Come on now, let's be serious. Do we really need a constitutional amendment to declare that the sky is blue???

Let's have a little faith in ourselves, in our communities, in our fellow-citizens. True, sometimes a constitution serves to restrain our legislators. As Mark Twain observed, "nobody's life, liberty or property are safe while the legislature is in session." But this amendment is being eagerly proposed by our legislators. What are they trying to do , tie their own hands?

Oh, maybe they are trying to restrain our state courts. We wouldn't want another decision so utterly unsound and frivolous as the nonsense that four justices on the Massachusetts Supreme Court came up with, would we? Three out of seven justices in Massachusetts dissented from that decision – hey, has anybody actually read that ruling? It is easily available on the internet.Look it up. Now in Massachusetts, they may need to amend their constitution to set the judges straight.

There is not one justice on the Wisconsin Supreme Court who has indicated the slightest intention of making such a decision. There is no sign at all that anything close to a majority of the court would even consider such a ruling. Last time anyone offered opinions, seven out of nine justices on the United States Supreme Court said that the federal constitution does NOT provide a guarantee for same-sex couples to marry.

One of the two justices who might possibly be considered to have maybe said something that might lead to such a conclusion, Sandra Day O'Connor, has since retired. Is anyone afraid that Justice Samuel Alito will be an advocate of a constitutional right for same-gender couples to marry?

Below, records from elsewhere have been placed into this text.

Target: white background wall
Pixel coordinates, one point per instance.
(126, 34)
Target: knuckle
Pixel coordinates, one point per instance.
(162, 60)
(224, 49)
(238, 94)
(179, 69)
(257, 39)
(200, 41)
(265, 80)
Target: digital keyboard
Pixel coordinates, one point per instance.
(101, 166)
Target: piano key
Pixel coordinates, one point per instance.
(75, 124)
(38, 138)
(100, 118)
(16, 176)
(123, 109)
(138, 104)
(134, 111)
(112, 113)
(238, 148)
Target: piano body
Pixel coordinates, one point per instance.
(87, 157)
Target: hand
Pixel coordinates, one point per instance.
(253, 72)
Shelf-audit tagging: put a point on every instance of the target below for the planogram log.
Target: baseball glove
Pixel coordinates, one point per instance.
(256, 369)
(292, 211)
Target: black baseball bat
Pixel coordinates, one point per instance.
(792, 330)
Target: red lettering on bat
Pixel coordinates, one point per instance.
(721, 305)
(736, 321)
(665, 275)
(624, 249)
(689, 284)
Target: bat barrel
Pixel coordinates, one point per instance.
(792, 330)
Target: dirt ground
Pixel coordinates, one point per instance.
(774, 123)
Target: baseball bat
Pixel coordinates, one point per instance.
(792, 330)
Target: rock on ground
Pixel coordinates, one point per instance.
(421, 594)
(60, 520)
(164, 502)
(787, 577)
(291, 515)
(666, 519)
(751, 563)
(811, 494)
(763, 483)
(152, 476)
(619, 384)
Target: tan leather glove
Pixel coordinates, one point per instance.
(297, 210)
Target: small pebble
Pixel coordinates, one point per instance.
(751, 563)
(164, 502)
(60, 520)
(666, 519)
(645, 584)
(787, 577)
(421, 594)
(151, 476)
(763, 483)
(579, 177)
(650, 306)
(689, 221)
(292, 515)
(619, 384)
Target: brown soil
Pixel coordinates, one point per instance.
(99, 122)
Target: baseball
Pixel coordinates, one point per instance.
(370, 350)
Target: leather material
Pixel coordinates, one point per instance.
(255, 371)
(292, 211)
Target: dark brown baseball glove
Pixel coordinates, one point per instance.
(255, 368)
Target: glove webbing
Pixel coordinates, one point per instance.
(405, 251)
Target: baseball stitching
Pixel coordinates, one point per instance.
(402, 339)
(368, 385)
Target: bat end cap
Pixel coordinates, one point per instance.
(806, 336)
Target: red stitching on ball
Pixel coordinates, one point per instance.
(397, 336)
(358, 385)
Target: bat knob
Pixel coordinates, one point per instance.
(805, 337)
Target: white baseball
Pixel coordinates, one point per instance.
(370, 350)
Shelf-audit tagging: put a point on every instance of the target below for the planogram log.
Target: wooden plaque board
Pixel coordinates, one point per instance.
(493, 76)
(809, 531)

So whatever is on the legislators' minds, it is not protecting the institution of marriage. What designs do they have on our life, liberty and property? I have no idea. I know that what they have asked the people to approve makes no sense.

We don't need a constitutional amendment to tell us that the sky is blue, nor to tell us that marriage is the union of one man and one woman. We also don't need a constitutional amendment to establish that, in this state, the sun rises in the east and sets in the west.

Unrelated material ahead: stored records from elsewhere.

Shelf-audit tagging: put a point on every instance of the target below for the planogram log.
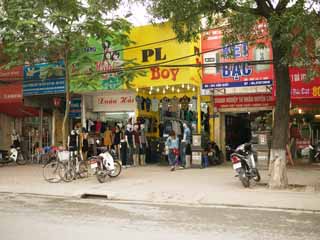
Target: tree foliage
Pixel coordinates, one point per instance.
(49, 30)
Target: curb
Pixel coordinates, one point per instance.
(89, 196)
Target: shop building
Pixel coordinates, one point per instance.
(160, 97)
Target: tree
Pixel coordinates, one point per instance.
(291, 25)
(51, 30)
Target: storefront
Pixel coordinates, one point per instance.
(241, 92)
(158, 97)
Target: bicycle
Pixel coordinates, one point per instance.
(75, 167)
(54, 169)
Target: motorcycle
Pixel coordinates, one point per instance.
(13, 155)
(104, 165)
(244, 163)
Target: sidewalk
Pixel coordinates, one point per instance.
(215, 185)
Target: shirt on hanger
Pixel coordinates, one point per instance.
(185, 102)
(165, 103)
(175, 104)
(154, 105)
(138, 101)
(148, 104)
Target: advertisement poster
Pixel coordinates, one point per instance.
(44, 78)
(300, 88)
(231, 65)
(105, 58)
(12, 74)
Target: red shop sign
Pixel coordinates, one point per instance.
(233, 69)
(300, 88)
(244, 100)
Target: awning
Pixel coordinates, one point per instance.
(18, 110)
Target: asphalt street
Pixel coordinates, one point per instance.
(24, 216)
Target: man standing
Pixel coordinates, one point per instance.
(185, 145)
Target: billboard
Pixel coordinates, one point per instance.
(44, 78)
(106, 58)
(232, 65)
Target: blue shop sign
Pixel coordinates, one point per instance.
(44, 78)
(75, 108)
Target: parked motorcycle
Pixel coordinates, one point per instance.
(13, 155)
(104, 165)
(244, 163)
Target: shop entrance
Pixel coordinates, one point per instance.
(247, 127)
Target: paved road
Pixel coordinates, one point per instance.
(48, 217)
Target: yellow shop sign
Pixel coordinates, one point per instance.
(164, 59)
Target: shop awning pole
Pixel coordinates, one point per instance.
(199, 110)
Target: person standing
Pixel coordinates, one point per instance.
(108, 138)
(172, 144)
(116, 140)
(185, 144)
(123, 147)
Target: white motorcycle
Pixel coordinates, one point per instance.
(244, 164)
(104, 165)
(13, 155)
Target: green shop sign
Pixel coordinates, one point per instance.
(96, 68)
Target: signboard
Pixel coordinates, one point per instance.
(300, 88)
(75, 108)
(44, 78)
(245, 100)
(166, 52)
(12, 74)
(106, 59)
(230, 64)
(11, 93)
(114, 103)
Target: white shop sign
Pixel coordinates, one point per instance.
(114, 103)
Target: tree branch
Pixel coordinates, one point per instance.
(263, 8)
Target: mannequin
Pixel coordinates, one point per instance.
(129, 141)
(15, 139)
(136, 145)
(143, 145)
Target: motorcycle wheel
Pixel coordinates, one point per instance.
(21, 160)
(257, 177)
(117, 170)
(51, 172)
(83, 170)
(244, 178)
(101, 176)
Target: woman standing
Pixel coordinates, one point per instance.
(108, 138)
(116, 140)
(173, 145)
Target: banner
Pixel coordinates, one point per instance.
(233, 68)
(12, 74)
(300, 88)
(11, 93)
(114, 103)
(106, 59)
(75, 107)
(44, 78)
(245, 100)
(167, 51)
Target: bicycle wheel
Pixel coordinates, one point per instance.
(51, 172)
(68, 173)
(83, 170)
(117, 169)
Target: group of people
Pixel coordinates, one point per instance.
(178, 151)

Marriage isn't a right, it is an institution. Some people choose to enter into it, some do not. Every person who chooses to enter into a marriage has a constitutional right to be treated, by the law and the state, in exactly the same manner as every other person who chooses to enter into a marriage. The definition of marriage can't be one thing for some people, and another thing for other people.

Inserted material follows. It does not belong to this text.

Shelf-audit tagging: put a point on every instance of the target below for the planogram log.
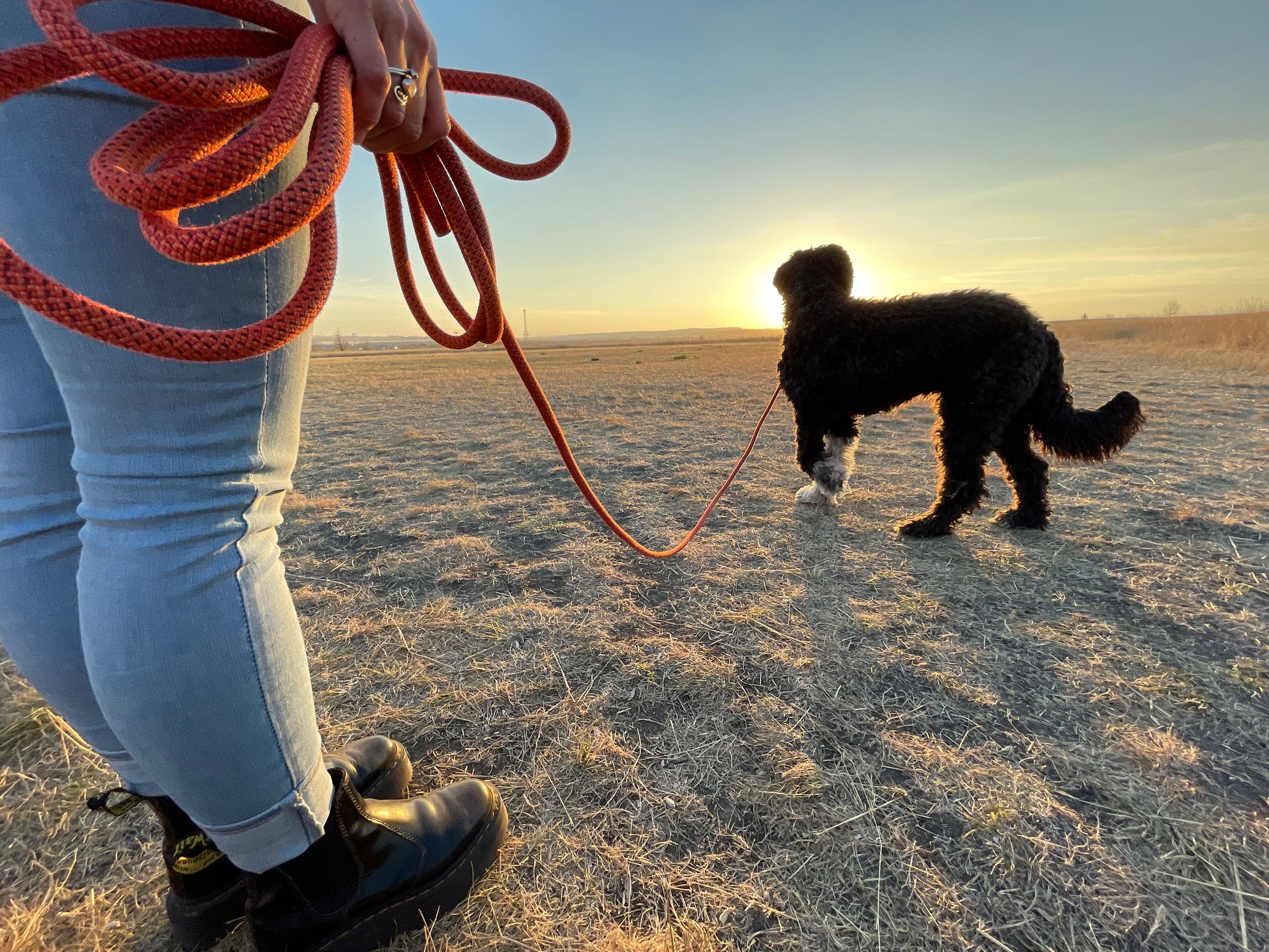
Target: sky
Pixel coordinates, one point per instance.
(1096, 158)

Nobody in our nation may be forced into a marriage (although many were in other human cultures in various centuries). Nobody has a constitutional right to redefine what marriage IS either. If "equal protection of the laws" means that I have a right to "marry" whatever I want to, that might start with a person of my own gender, but why not a right to marry my dog, my horse, a sheep, my sports car, or my computer?

We don't need a constitutional amendment. We need to have confidence that marriage, the union of one man and one woman, can be upheld with common sense and simple, rational insight – much less that it is established of God and can weather the storm of nonsense running through our court system.

The wording of this particular amendment would rule out simple, compassionate, common sense legal measures that, incidentally, would provide some consolation to people who do choose to enter into same-gender couples. They have no claim to demand that the rest of us honor or license their choices. But there is no reason they should not, by law, grant each other rights of hospital visitation, hold property in common, etc. James Watkins, a Holiness minister and gospel columnist residing in Indiana, has written eloquently on this subject.

The state doesn't have to take notice of why two or more individuals would want to make such provisions. Maybe an aging brother and sister are moving into their late parents' home together. Let individuals make their own personal arrangements. Leave marriage alone: it is what it is.

That is why I am going to vote NO on amending the Wisconsin constitution.